J’y reviens, mais il y a aussi un peu de disque dans mon histoire, hein, ne m’en voulez pas, c’est l’histoire d’un disque qui a fait un très long voyage, parti de Roseville, Californie, charmante bourgade toute entière dévolue au commerce et aux services; donc le 4 octobre 2008, Robert Roden se présente au guichet de La Poste locale qui est désormais partout un service commercial, comme chacun sait, et y dépose un colis carré, de ceux qui n’entrent pas dans les boîtes aux lettres pas normalisées, Robert a collé un collant « Fragile, HANDLE WITH CARE » et une étiquette verte de la douane « 1 used record, value $10 » et hop! il t’envoie ça par avion de Roseville, Californie, le Robert, vers une grande ville européenne où j’habite sur le palier, en face de la voisine, et le colis arrive, hein, merveille de la société post-industrielle mondialisée, c’est pas au Moyen-âge qu’on aurait vu ça, là à l’autre bout du monde, dans le bureau de poste bondé, avec les trois files et le siège pour les vieilles dames qui ont mal aux jambes et que l’attente fatigue. Il arrive, donc, le 13 décembre 2008.

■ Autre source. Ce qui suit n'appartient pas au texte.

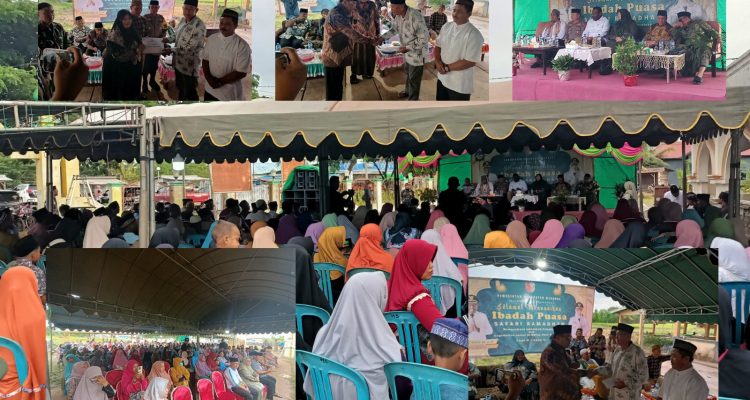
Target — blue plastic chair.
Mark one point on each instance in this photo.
(209, 238)
(321, 368)
(740, 292)
(196, 239)
(457, 261)
(324, 278)
(425, 379)
(433, 285)
(22, 364)
(42, 261)
(355, 271)
(304, 310)
(408, 336)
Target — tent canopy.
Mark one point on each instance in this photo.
(186, 290)
(260, 130)
(676, 285)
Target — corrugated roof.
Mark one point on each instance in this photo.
(676, 284)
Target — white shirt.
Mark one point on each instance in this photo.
(520, 185)
(459, 42)
(597, 28)
(549, 31)
(225, 55)
(678, 199)
(482, 324)
(683, 385)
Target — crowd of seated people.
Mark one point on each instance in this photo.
(152, 370)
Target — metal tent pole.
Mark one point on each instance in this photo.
(734, 173)
(684, 173)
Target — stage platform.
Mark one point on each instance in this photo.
(531, 84)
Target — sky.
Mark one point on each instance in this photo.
(601, 302)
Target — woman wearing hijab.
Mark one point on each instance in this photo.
(498, 240)
(165, 236)
(387, 222)
(588, 221)
(264, 238)
(612, 230)
(22, 318)
(368, 252)
(158, 389)
(329, 251)
(442, 265)
(455, 248)
(179, 374)
(550, 236)
(571, 233)
(479, 229)
(633, 237)
(358, 220)
(121, 69)
(516, 230)
(97, 232)
(75, 378)
(93, 386)
(437, 213)
(119, 361)
(358, 336)
(624, 28)
(70, 360)
(202, 371)
(689, 235)
(133, 381)
(396, 236)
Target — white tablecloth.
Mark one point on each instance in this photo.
(589, 55)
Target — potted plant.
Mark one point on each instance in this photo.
(626, 61)
(563, 65)
(521, 204)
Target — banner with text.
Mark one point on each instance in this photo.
(643, 11)
(106, 10)
(513, 314)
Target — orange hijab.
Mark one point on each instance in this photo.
(368, 252)
(22, 319)
(329, 248)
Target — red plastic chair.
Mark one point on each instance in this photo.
(182, 393)
(205, 390)
(114, 377)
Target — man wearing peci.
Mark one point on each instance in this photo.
(226, 61)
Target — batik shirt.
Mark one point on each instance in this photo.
(189, 40)
(79, 35)
(413, 34)
(52, 36)
(630, 366)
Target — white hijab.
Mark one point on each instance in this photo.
(157, 389)
(358, 336)
(734, 265)
(442, 265)
(87, 390)
(96, 232)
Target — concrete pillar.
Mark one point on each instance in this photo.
(116, 194)
(177, 191)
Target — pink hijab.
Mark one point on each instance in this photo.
(314, 231)
(550, 236)
(433, 217)
(688, 234)
(452, 242)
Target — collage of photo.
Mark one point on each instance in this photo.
(374, 200)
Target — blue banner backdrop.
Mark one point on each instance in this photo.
(521, 314)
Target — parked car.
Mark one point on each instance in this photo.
(27, 192)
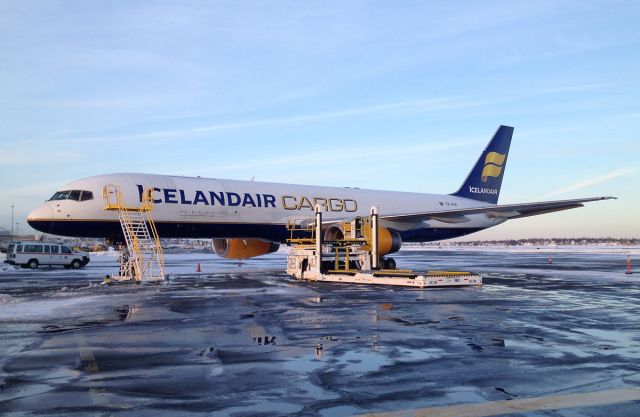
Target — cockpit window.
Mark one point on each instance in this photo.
(76, 195)
(60, 195)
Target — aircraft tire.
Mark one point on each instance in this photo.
(390, 263)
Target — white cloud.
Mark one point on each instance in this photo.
(589, 182)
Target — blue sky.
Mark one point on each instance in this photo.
(407, 92)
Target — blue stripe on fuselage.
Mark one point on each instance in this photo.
(270, 232)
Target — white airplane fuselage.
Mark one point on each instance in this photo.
(194, 207)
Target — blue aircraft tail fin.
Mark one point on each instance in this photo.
(485, 179)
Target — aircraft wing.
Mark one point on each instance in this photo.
(505, 211)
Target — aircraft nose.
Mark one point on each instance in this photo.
(41, 218)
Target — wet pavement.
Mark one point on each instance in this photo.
(248, 340)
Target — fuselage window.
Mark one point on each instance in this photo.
(74, 195)
(86, 195)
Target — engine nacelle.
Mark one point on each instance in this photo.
(243, 248)
(389, 241)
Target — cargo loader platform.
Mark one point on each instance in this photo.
(354, 258)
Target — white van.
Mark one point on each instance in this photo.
(31, 254)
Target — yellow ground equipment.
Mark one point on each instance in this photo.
(143, 259)
(354, 257)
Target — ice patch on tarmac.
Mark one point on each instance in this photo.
(30, 310)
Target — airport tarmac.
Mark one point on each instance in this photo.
(246, 341)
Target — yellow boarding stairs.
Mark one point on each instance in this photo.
(144, 259)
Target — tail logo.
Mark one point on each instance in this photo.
(493, 165)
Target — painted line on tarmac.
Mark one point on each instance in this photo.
(499, 408)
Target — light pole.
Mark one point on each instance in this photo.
(12, 206)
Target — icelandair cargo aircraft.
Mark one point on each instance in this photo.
(247, 218)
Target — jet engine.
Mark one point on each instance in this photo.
(389, 241)
(243, 248)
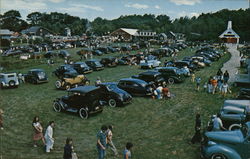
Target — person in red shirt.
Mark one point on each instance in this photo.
(214, 84)
(165, 92)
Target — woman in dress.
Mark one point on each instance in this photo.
(38, 131)
(68, 149)
(127, 151)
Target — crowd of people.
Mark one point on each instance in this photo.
(217, 83)
(104, 140)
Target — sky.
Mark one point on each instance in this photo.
(111, 9)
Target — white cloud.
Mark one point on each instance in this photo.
(157, 7)
(84, 6)
(188, 14)
(185, 2)
(26, 5)
(137, 6)
(56, 1)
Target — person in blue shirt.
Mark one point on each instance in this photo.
(102, 142)
(127, 151)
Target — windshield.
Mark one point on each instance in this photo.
(245, 130)
(111, 87)
(83, 65)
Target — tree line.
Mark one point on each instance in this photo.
(204, 27)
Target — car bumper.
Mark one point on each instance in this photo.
(88, 71)
(99, 68)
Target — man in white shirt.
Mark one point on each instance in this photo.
(49, 136)
(217, 124)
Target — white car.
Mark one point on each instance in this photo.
(149, 63)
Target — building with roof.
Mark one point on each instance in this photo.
(131, 34)
(37, 31)
(5, 34)
(229, 35)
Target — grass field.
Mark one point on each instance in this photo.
(159, 129)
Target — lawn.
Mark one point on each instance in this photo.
(159, 129)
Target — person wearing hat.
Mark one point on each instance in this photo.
(1, 119)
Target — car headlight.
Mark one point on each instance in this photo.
(211, 143)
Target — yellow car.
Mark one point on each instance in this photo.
(70, 81)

Je prends le calendrier des postes de l’année dernière, ah tiens, j’avais pris des chiots l’année dernière, un almanach bordé de chiots, une portée attendrissante devant, une derrière, et je compte 70 jours, mais je me trompe sûrement, j’ai la flemme de recompter, disons 70 jours d’avion pour traverser l’Atlantique, c’est quoi comme avion, putain !?

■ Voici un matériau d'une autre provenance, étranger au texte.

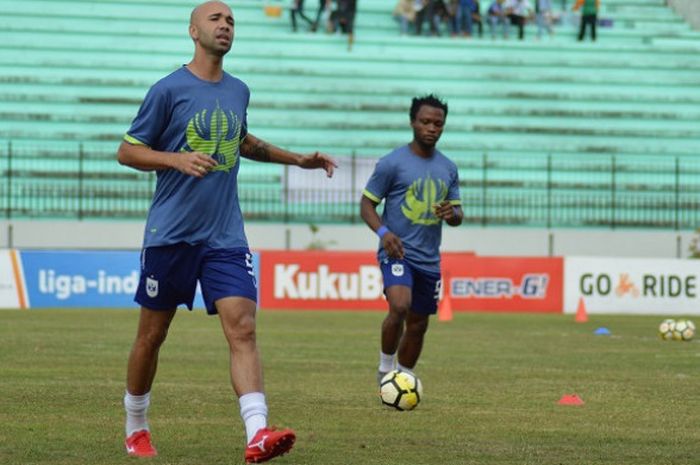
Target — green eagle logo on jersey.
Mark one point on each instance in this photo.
(420, 199)
(217, 133)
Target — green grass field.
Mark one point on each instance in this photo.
(491, 384)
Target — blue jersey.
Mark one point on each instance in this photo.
(182, 113)
(411, 186)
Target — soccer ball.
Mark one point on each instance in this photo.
(666, 329)
(401, 390)
(683, 330)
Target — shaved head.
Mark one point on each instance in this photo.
(201, 10)
(211, 28)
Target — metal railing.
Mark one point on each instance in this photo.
(600, 191)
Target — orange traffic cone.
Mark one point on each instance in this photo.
(445, 305)
(581, 314)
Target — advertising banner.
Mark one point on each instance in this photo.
(351, 280)
(100, 279)
(319, 280)
(503, 284)
(11, 290)
(633, 285)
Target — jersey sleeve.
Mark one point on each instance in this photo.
(244, 124)
(379, 182)
(150, 120)
(453, 195)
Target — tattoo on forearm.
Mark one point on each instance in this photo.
(259, 151)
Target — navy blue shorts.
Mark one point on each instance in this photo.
(425, 286)
(169, 276)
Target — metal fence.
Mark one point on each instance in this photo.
(600, 191)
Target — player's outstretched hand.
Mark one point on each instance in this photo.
(195, 164)
(392, 245)
(444, 210)
(319, 160)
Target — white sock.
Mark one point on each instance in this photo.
(136, 408)
(386, 362)
(253, 412)
(403, 368)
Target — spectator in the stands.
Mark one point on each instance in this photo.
(498, 18)
(428, 10)
(543, 12)
(589, 16)
(476, 18)
(405, 14)
(519, 11)
(298, 9)
(463, 19)
(322, 14)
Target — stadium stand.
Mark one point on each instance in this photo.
(546, 133)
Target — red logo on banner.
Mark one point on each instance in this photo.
(321, 280)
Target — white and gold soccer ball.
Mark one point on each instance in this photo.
(401, 390)
(666, 329)
(683, 330)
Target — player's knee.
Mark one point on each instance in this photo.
(153, 337)
(243, 332)
(417, 327)
(399, 309)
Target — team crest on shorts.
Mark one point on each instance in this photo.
(397, 269)
(151, 287)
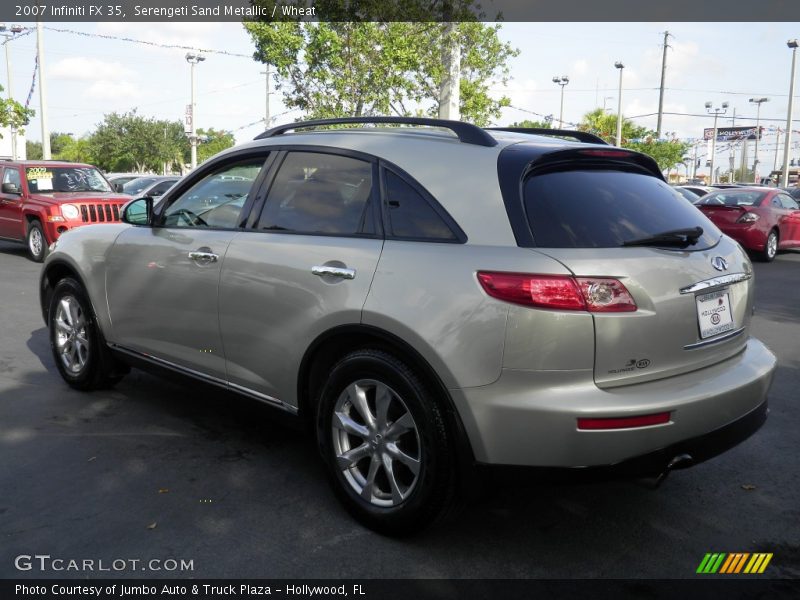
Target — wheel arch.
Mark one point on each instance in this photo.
(335, 343)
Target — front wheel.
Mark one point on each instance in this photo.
(78, 346)
(384, 439)
(770, 247)
(37, 245)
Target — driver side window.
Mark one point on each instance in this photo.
(216, 201)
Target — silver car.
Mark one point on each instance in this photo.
(427, 299)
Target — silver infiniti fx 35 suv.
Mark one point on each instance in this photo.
(429, 298)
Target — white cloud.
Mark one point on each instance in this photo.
(88, 69)
(112, 90)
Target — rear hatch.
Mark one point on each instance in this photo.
(611, 215)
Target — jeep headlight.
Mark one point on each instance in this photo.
(70, 211)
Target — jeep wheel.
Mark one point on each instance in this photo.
(37, 245)
(383, 437)
(80, 352)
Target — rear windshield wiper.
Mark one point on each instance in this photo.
(675, 237)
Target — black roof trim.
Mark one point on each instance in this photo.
(581, 136)
(466, 132)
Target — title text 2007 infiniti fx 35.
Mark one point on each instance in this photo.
(429, 297)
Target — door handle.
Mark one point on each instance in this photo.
(341, 272)
(203, 256)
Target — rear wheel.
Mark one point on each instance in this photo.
(78, 346)
(383, 436)
(770, 248)
(37, 245)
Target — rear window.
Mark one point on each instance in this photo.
(606, 208)
(732, 198)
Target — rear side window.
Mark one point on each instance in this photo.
(605, 209)
(320, 194)
(411, 216)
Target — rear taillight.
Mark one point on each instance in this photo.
(748, 218)
(559, 292)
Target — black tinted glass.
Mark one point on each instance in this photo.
(319, 193)
(410, 215)
(605, 209)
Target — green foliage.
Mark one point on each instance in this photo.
(339, 69)
(13, 114)
(129, 142)
(667, 153)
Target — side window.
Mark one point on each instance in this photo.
(11, 175)
(787, 202)
(320, 193)
(217, 199)
(410, 215)
(158, 190)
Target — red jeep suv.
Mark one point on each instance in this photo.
(40, 200)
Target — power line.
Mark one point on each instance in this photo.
(148, 43)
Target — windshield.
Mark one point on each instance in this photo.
(49, 179)
(732, 198)
(137, 185)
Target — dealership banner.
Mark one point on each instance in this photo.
(725, 134)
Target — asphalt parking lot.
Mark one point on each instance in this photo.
(159, 470)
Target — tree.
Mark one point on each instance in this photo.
(129, 142)
(667, 153)
(341, 69)
(212, 142)
(13, 114)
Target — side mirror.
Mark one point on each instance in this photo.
(138, 212)
(11, 188)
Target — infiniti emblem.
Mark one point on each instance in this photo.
(719, 263)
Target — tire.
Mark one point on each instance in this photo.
(404, 440)
(37, 243)
(770, 247)
(79, 349)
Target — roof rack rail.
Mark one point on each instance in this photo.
(466, 132)
(581, 136)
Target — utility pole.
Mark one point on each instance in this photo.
(450, 90)
(193, 59)
(266, 117)
(663, 78)
(42, 93)
(792, 44)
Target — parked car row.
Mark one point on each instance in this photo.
(762, 219)
(40, 200)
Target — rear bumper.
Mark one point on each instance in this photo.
(529, 418)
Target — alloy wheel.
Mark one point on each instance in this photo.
(72, 344)
(376, 443)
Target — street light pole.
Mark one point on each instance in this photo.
(619, 66)
(716, 112)
(193, 59)
(785, 169)
(14, 29)
(562, 81)
(758, 102)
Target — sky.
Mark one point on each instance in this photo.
(92, 70)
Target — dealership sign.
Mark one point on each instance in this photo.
(725, 134)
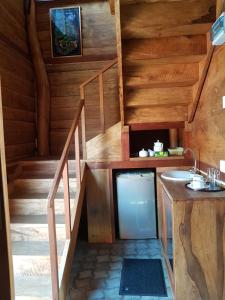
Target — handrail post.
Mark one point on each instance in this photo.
(53, 251)
(83, 132)
(67, 200)
(102, 110)
(77, 157)
(83, 124)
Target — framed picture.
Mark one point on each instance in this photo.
(65, 25)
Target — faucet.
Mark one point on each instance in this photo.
(194, 158)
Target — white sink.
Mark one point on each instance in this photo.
(177, 175)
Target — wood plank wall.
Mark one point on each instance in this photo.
(66, 74)
(17, 82)
(208, 129)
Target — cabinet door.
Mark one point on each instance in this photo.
(99, 206)
(168, 229)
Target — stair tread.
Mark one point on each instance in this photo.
(35, 248)
(35, 219)
(28, 175)
(18, 195)
(33, 286)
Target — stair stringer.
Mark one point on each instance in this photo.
(106, 146)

Et alors, j’écrirais un roman
j’imagine un gars, un vaillant petit gars de la poste de Roseville, Californie, je l’imagine un peu à la Sancho , un Sancho du Pony Express qui fonce vers la mer sur sa mule, il est courageux il est rusé, il se cache des apaches, à l’affut des gars du Pony Express, les apaches, au bord de la mer il embarque sur une fière goélette, il va braver les mers et les éléments déchainés, mon carton à disque sous le bras, il a peur de rien c’est un pionnier des services postaux, il se souvient de Mermoz, de tous les petits gars qui ont bravé la cordillère, il est prêt à tout pour l’usager, il vomit même pas dans la tempête et il finit par débarquer à Bordeaux, disons, il s’engouffre dans la malle-poste ou alors il enfourche un âne et cravache vers chez moi, il tue plusieurs bêtes sous lui, en cravachant comme ça, faut ce qui faut, il a lu tout Alexandre Dumas, quand on transporte un pli important faut pas épargner le cheptel. Et il arrive à la poste de vers chez moi et il dit bonjour à la dame, « bonjour, c’est moi, j’ai un colis carré pour ec, j’ai bravé les apaches et les éléments, j’ai tué des bardots d’épuisement, allez salut, à la revoyure! » et il va s’en jeter un au bistrot du coin et pis il prend la navette pour l’aéroport qui passe au coin et pis un avion, y’a des directs pour la Californie et le soir il est au bureau et il ramasse sa médaille commémorative et pis il va s’en jeter un à la cantina du coin avec ses potes de l’united states postal services et s’endort dans ses draps plus tard, avec au cœur le sentiment du devoir accompli et une médaille de plus dans sa vitrine à médailles, dors Sancho, tu as bien mérité de l’united states postal services, demain est un autre jour.
Vous me direz, c’était quoi le disque hein, c’est pas supposé parler un minimum de r*ck ici ? hein, ben c’était celui-là mais pas avec la pochette en fer, une autre édition, cartonnée avec de la peinture dessus, le n°83 sur un tirage de 200, un disque épatant vraiment, je vous dis que ça, et je suis rudement content qu’il soit arrivé finalement et Robert a été content pour moi aussi, il a dit 10 minutes plus tard, quand je l’ai prévenu de la bonne arrivée, à travers le système des messages sur Eb*y.